Age and baseline NIHSS are also independent predictors of clinical outcome after treatment. Age is a well-known and important factor on stroke outcome, where lower age is associated with better outcome.19–21 A higher NIHSS score indicates a more severe stroke and predicts a poor prognosis.22 Patients with baseline mild stroke severity are more likely to benefit from a prolonged course of ECP treatment compared with those more severely impaired at baseline. Although other variables (TIA history, LDL-C level and the interval from stroke onset to recruitment) were shown to be significant in the univariate analysis, none of them was found to be independently associated with the clinical outcome in the multivariate model.

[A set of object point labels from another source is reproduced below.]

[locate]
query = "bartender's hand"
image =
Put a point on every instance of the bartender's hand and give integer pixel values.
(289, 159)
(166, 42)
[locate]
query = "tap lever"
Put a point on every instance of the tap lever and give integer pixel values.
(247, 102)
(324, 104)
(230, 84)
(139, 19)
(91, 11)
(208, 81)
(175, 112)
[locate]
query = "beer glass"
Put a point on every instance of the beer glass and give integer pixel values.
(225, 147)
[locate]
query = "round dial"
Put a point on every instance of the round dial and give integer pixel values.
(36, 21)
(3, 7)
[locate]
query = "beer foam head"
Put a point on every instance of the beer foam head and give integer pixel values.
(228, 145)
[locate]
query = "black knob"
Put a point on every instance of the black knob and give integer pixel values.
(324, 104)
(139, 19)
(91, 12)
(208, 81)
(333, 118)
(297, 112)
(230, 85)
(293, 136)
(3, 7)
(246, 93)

Therefore, they are considered as confounders due to the relatively small sample size.

Our study has several limitations that need to be discussed. First, it is a retrospective study of a registry. Second, the number of patients included is relatively small, although this is the first report from an ECP registry for stroke patients. Third, the ECP treatment in this study is not randomised. However, there is an ongoing randomised clinical trial with the conventional medical treatment group as a control to investigate the effects of ECP on ischaemic stroke patients in our centre. The results from this randomised controlled study will be more convincing. Patients with poor outcome may find it difficult to attend ECP after discharge from the hospital, so they may be less likely to complete all 35 sessions, although our finding of the importance of treatment duration was independent of baseline NIHSS.

Conclusion

ECP is a new treatment concept of ischaemic stroke and we try to explore predictors of good functional outcome for ECP-treated stroke patients. We analysed our ECP registry of ischaemic stroke patients with cerebral large artery stenosis and found that duration of ECP therapy was an important predictor for good outcome after ECP treatment in addition to the well-known prognostic factors such as age and baseline NIHSS. Longer ECP duration may be associated with better clinical outcome for ECP-treated ischaemic stroke patients.